Seven Days of Godly Sex

You may have heard recently about a megachurch pastor in Texas declaring Seven Days of Sex and telling the married couples in his 20,000 member church to have sex every night for a week. The New York Times reports:

Mr. Young, an author, a television host and the pastor of the evangelical Fellowship Church, issued his call for a week of “congregational copulation” among married couples on Nov. 16, while pacing in front of a large bed. Sometimes he reclined on the paisley coverlet while flipping through a Bible, emphasizing his point that it is time for the church to put God back in the bed.

“Today we’re beginning this sexperiment, seven days of sex,” he said, with his characteristic mix of humor, showmanship and Scripture. “How to move from whining about the economy to whoopee!”

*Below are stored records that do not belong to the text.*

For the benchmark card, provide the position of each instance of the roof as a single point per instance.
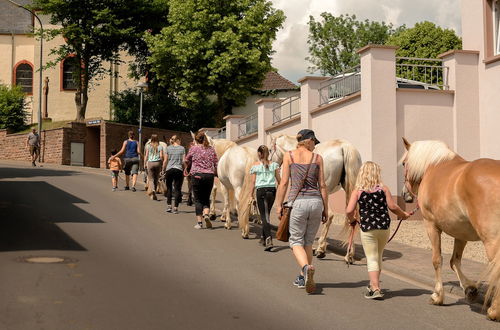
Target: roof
(275, 81)
(15, 20)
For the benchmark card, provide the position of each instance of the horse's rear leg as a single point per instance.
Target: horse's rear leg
(213, 196)
(434, 233)
(469, 287)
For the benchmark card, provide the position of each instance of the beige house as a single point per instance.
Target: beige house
(20, 62)
(377, 103)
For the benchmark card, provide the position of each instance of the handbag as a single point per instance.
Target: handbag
(283, 232)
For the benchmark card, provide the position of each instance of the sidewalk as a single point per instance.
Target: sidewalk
(404, 260)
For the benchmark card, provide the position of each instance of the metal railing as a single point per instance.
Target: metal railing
(286, 109)
(427, 72)
(248, 125)
(343, 84)
(221, 133)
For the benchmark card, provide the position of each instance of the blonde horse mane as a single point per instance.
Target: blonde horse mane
(423, 154)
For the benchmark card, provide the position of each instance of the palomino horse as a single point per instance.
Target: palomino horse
(341, 165)
(234, 175)
(459, 198)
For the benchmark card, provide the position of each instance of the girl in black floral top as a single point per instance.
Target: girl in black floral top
(374, 200)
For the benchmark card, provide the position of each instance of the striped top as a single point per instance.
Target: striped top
(311, 185)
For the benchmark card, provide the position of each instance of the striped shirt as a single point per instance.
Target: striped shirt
(311, 185)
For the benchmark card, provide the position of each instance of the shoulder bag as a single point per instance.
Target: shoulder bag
(283, 234)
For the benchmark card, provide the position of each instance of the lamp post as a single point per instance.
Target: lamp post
(142, 87)
(41, 64)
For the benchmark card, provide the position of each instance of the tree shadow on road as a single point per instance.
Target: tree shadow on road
(30, 213)
(25, 172)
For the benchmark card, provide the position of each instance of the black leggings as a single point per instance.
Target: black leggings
(173, 180)
(265, 201)
(202, 188)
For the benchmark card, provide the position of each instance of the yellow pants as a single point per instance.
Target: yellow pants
(374, 242)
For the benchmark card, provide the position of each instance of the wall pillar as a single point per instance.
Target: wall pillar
(309, 98)
(378, 96)
(463, 78)
(265, 117)
(232, 122)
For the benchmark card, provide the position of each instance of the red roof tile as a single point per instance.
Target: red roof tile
(275, 81)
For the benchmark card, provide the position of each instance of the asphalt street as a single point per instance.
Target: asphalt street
(129, 265)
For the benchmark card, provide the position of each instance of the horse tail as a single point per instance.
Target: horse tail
(492, 276)
(245, 198)
(352, 164)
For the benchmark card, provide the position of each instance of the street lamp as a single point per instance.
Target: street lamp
(41, 65)
(142, 87)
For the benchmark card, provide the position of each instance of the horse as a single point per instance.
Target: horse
(341, 165)
(234, 175)
(220, 146)
(460, 198)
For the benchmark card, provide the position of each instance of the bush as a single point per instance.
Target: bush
(12, 108)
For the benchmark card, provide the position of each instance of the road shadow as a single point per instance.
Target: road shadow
(25, 172)
(30, 213)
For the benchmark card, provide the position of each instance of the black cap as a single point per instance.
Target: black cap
(307, 134)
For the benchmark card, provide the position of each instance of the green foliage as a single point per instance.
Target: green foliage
(95, 31)
(333, 41)
(424, 40)
(12, 108)
(219, 48)
(160, 109)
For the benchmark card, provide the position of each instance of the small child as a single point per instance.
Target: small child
(374, 200)
(115, 165)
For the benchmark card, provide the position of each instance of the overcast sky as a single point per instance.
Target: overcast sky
(291, 44)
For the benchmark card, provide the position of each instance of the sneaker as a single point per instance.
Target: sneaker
(206, 217)
(308, 271)
(376, 294)
(268, 244)
(299, 282)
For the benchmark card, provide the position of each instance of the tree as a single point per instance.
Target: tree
(424, 40)
(95, 32)
(12, 108)
(215, 48)
(333, 41)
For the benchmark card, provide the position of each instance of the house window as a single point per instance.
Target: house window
(23, 76)
(496, 27)
(69, 67)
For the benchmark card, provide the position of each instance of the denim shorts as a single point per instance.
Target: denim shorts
(305, 219)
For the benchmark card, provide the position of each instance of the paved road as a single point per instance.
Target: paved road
(132, 266)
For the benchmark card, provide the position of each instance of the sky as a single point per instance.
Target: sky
(291, 42)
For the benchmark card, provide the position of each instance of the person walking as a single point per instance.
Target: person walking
(132, 150)
(33, 143)
(374, 200)
(309, 201)
(153, 163)
(174, 176)
(265, 175)
(115, 166)
(202, 161)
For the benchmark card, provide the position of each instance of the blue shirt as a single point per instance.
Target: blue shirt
(264, 177)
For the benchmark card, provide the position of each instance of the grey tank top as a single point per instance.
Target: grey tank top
(311, 185)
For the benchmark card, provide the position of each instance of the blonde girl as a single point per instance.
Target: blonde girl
(374, 200)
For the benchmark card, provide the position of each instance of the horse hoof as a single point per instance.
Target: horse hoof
(471, 293)
(320, 254)
(435, 300)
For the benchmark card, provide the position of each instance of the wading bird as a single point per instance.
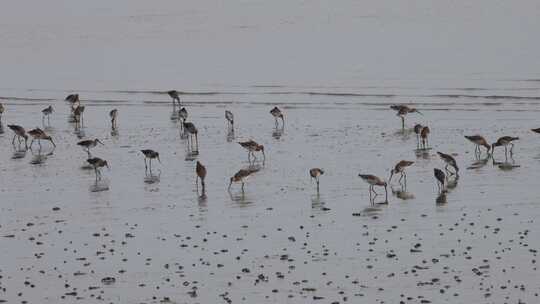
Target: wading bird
(276, 112)
(441, 179)
(241, 176)
(193, 132)
(88, 144)
(424, 134)
(19, 133)
(373, 181)
(200, 170)
(417, 130)
(46, 113)
(478, 141)
(175, 97)
(315, 173)
(252, 147)
(97, 163)
(449, 161)
(39, 134)
(230, 118)
(150, 154)
(400, 168)
(402, 111)
(113, 114)
(504, 141)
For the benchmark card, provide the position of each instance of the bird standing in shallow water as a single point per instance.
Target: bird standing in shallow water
(230, 118)
(315, 173)
(441, 179)
(150, 154)
(192, 130)
(402, 111)
(97, 163)
(478, 141)
(504, 141)
(88, 144)
(200, 170)
(46, 113)
(175, 97)
(373, 181)
(400, 168)
(241, 176)
(39, 134)
(113, 114)
(450, 161)
(252, 147)
(19, 133)
(424, 134)
(276, 112)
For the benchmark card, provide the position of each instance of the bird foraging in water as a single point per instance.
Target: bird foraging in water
(400, 168)
(200, 170)
(97, 163)
(230, 118)
(241, 176)
(276, 112)
(175, 97)
(450, 161)
(424, 134)
(39, 134)
(252, 147)
(113, 114)
(417, 130)
(46, 113)
(315, 173)
(373, 181)
(504, 141)
(193, 132)
(478, 141)
(88, 144)
(150, 154)
(402, 111)
(441, 179)
(19, 133)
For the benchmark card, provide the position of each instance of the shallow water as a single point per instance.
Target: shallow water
(334, 72)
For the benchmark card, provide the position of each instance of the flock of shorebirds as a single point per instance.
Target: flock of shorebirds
(190, 132)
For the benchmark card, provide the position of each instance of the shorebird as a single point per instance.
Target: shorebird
(73, 98)
(150, 154)
(373, 181)
(252, 147)
(97, 163)
(276, 112)
(400, 168)
(241, 176)
(19, 133)
(113, 114)
(450, 161)
(417, 130)
(424, 136)
(175, 97)
(192, 130)
(39, 134)
(88, 144)
(402, 111)
(315, 173)
(478, 141)
(46, 113)
(441, 179)
(200, 170)
(230, 118)
(504, 141)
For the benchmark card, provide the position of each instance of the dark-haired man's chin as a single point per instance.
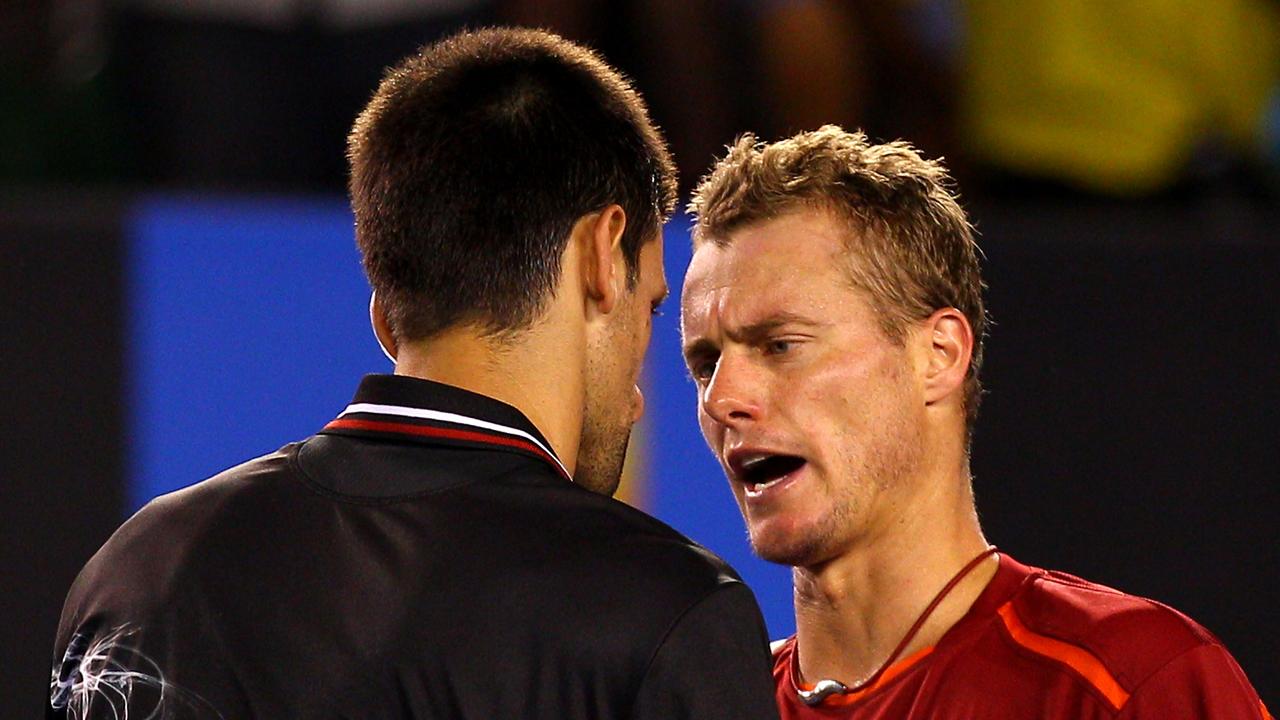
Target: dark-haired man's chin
(599, 468)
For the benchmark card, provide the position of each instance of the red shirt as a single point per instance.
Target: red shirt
(1047, 646)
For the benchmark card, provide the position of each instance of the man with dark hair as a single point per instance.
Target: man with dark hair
(833, 322)
(447, 547)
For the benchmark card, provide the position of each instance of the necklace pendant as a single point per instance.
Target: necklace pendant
(822, 689)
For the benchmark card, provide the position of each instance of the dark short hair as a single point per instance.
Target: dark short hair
(910, 245)
(472, 163)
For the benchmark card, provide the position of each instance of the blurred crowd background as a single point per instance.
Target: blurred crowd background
(1120, 159)
(1132, 99)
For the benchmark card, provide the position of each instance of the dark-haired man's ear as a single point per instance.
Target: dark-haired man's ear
(382, 327)
(603, 263)
(947, 346)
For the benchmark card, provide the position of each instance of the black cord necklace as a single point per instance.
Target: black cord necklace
(822, 689)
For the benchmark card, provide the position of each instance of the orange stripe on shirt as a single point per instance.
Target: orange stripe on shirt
(1073, 656)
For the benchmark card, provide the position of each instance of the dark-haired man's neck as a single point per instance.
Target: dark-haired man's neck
(535, 374)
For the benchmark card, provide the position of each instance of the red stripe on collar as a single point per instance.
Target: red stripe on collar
(446, 433)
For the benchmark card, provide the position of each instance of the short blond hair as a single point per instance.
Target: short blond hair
(910, 245)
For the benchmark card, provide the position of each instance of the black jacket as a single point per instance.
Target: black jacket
(425, 555)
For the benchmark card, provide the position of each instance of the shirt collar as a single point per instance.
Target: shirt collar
(417, 410)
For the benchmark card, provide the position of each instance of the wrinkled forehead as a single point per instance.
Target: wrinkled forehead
(776, 267)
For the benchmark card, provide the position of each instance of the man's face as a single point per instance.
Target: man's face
(613, 361)
(813, 411)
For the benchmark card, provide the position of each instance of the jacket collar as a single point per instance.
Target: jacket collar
(415, 410)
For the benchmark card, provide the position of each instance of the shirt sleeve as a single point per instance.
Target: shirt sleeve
(1203, 683)
(714, 662)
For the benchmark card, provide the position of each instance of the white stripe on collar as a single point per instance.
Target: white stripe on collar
(451, 418)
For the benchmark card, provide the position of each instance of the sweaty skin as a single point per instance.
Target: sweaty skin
(874, 507)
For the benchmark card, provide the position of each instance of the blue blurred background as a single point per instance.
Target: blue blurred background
(179, 287)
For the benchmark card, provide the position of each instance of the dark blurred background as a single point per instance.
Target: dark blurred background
(1121, 162)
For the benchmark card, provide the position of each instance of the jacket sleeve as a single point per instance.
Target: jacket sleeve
(1203, 683)
(714, 662)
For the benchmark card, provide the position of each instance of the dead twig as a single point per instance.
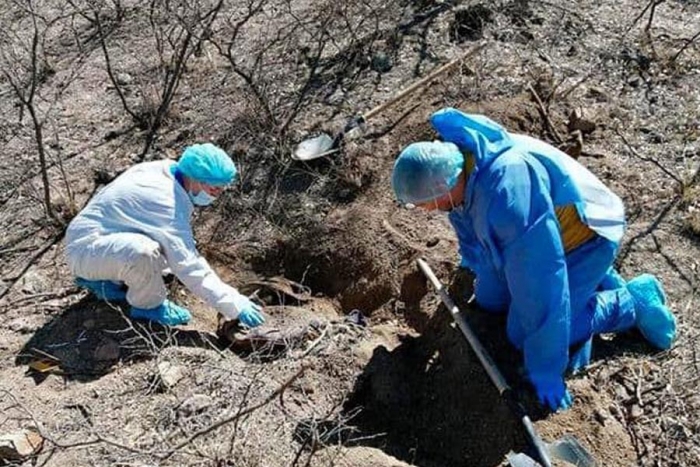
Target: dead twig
(685, 46)
(648, 159)
(553, 133)
(238, 415)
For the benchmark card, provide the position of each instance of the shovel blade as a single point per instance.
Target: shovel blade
(313, 148)
(566, 449)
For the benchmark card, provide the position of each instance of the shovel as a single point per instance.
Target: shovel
(324, 144)
(567, 448)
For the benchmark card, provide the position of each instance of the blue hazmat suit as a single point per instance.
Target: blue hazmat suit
(509, 236)
(137, 227)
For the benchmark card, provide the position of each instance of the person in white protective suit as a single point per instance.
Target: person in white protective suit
(139, 225)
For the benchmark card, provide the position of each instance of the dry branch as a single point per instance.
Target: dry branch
(238, 415)
(545, 116)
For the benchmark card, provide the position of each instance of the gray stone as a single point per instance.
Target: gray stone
(170, 374)
(381, 62)
(124, 79)
(20, 445)
(195, 404)
(107, 350)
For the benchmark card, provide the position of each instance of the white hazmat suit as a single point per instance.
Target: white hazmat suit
(134, 229)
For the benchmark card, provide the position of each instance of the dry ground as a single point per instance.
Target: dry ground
(257, 76)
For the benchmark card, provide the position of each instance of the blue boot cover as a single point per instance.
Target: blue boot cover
(580, 356)
(167, 314)
(612, 280)
(654, 319)
(104, 290)
(615, 311)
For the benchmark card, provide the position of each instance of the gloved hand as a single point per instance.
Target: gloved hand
(250, 314)
(167, 314)
(551, 391)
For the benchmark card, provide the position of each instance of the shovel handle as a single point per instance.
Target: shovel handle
(420, 83)
(496, 377)
(491, 369)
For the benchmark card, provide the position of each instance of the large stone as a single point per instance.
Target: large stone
(20, 445)
(107, 350)
(170, 374)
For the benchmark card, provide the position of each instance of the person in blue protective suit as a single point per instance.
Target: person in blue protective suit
(138, 226)
(540, 232)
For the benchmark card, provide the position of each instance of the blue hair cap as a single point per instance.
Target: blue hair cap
(426, 171)
(208, 164)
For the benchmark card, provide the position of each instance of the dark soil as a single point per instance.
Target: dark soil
(382, 377)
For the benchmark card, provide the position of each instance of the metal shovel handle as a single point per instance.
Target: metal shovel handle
(491, 369)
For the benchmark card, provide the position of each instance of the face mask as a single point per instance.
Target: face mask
(202, 198)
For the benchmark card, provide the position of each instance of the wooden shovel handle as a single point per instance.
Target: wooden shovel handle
(423, 81)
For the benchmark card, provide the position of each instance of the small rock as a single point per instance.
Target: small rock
(381, 62)
(20, 445)
(600, 416)
(170, 374)
(107, 350)
(598, 94)
(195, 404)
(124, 79)
(33, 283)
(636, 412)
(577, 121)
(23, 325)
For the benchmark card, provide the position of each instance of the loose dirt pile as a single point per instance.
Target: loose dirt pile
(371, 372)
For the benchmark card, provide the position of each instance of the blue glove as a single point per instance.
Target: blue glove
(551, 392)
(250, 314)
(167, 314)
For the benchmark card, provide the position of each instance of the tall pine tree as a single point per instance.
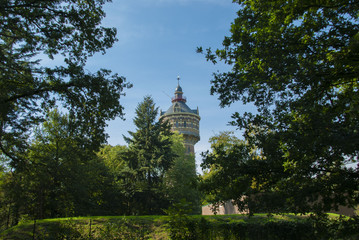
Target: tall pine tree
(150, 157)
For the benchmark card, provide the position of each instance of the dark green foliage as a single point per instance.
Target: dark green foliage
(66, 31)
(149, 157)
(61, 177)
(297, 63)
(193, 227)
(180, 226)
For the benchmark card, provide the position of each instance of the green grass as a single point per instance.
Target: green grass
(132, 227)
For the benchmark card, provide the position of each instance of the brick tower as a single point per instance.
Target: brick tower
(183, 119)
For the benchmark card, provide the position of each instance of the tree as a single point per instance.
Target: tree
(68, 31)
(181, 179)
(61, 176)
(149, 158)
(118, 195)
(227, 171)
(297, 62)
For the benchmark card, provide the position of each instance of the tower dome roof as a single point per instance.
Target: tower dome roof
(178, 89)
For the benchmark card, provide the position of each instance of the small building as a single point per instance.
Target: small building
(183, 119)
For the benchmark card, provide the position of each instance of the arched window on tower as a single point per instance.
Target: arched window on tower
(177, 108)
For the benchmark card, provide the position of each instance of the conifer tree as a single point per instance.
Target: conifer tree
(151, 156)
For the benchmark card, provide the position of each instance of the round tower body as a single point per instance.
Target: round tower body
(183, 119)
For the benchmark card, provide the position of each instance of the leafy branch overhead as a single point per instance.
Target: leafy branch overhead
(68, 32)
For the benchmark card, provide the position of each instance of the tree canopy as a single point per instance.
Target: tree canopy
(66, 31)
(298, 63)
(149, 157)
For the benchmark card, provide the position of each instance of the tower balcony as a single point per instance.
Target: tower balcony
(179, 99)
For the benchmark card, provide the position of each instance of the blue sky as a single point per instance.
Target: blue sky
(157, 42)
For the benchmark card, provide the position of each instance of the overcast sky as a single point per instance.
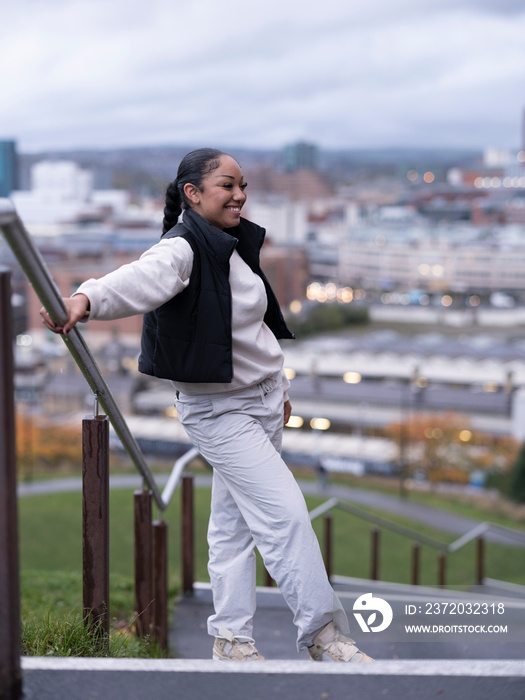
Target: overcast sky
(341, 73)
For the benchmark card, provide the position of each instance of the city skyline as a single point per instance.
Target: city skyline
(448, 74)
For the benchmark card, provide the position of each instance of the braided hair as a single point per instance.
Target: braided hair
(193, 167)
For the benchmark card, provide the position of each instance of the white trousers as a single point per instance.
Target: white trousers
(256, 502)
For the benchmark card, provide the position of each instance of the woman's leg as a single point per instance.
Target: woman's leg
(231, 559)
(239, 434)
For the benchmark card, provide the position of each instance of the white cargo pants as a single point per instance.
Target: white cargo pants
(256, 502)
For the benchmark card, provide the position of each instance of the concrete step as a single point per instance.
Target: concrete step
(427, 623)
(138, 679)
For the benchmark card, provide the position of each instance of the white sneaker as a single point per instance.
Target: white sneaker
(331, 645)
(229, 647)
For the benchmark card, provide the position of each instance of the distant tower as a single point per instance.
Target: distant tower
(8, 168)
(299, 156)
(523, 132)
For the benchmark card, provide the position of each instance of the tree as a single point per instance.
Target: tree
(517, 478)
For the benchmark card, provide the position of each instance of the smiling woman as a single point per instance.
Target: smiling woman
(211, 326)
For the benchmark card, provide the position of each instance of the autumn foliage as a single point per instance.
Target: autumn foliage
(443, 447)
(42, 445)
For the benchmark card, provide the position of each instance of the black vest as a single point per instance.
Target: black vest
(189, 338)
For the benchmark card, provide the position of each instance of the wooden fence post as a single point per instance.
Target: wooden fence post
(442, 561)
(188, 535)
(328, 544)
(10, 643)
(416, 549)
(480, 561)
(143, 562)
(160, 577)
(374, 568)
(95, 525)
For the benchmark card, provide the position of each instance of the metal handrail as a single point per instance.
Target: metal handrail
(513, 536)
(47, 291)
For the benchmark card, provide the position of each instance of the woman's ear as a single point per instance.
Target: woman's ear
(192, 193)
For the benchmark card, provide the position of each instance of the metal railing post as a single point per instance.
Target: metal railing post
(95, 525)
(10, 643)
(188, 535)
(143, 562)
(160, 577)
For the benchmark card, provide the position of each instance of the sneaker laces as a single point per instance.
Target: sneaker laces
(247, 647)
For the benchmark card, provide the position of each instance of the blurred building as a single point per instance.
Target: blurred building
(300, 156)
(62, 192)
(435, 260)
(8, 168)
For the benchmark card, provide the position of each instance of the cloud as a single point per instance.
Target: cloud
(341, 73)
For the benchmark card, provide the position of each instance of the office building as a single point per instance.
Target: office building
(8, 168)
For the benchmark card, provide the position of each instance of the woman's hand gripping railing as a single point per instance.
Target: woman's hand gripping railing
(36, 271)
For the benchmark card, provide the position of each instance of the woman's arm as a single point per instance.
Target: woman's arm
(136, 288)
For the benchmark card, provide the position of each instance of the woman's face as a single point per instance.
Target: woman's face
(221, 196)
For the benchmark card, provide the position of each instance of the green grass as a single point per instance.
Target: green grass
(51, 560)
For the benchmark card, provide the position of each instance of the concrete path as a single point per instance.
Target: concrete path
(121, 679)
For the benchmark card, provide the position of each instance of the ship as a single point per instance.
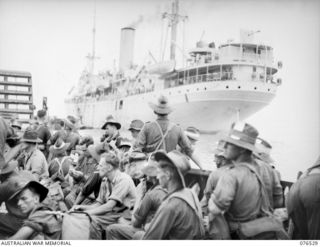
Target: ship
(16, 97)
(215, 86)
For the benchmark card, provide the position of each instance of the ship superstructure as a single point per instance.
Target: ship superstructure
(217, 86)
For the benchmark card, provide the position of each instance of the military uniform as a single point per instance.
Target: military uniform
(238, 194)
(143, 215)
(179, 217)
(303, 205)
(150, 137)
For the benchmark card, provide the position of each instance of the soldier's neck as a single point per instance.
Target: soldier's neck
(244, 158)
(162, 117)
(173, 186)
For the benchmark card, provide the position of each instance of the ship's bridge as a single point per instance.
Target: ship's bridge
(231, 61)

Unfortunately, Pastor Young couldn’t keep it up (*cough*) himself:

It is not always easy to devote time for your spouse, Pastor Young admitted. Just three days into the sex challenge he said he was so tired after getting up before dawn to talk about the importance of having more sex in marriage that he crashed on the bed around 8 p.m. on Tuesday night.

Mrs. Young tried to shake him awake, telling her husband, “Come on, it’s the sex challenge.” But Mr. Young murmured, “Let’s just double up tomorrow,” and went back to sleep.

Bow chicka wow wow. Oh, and what about single people?

“If you’ve said, ‘I do,’ do it,” he said. As for single people, “I don’t know, try eating chocolate cake,” he said.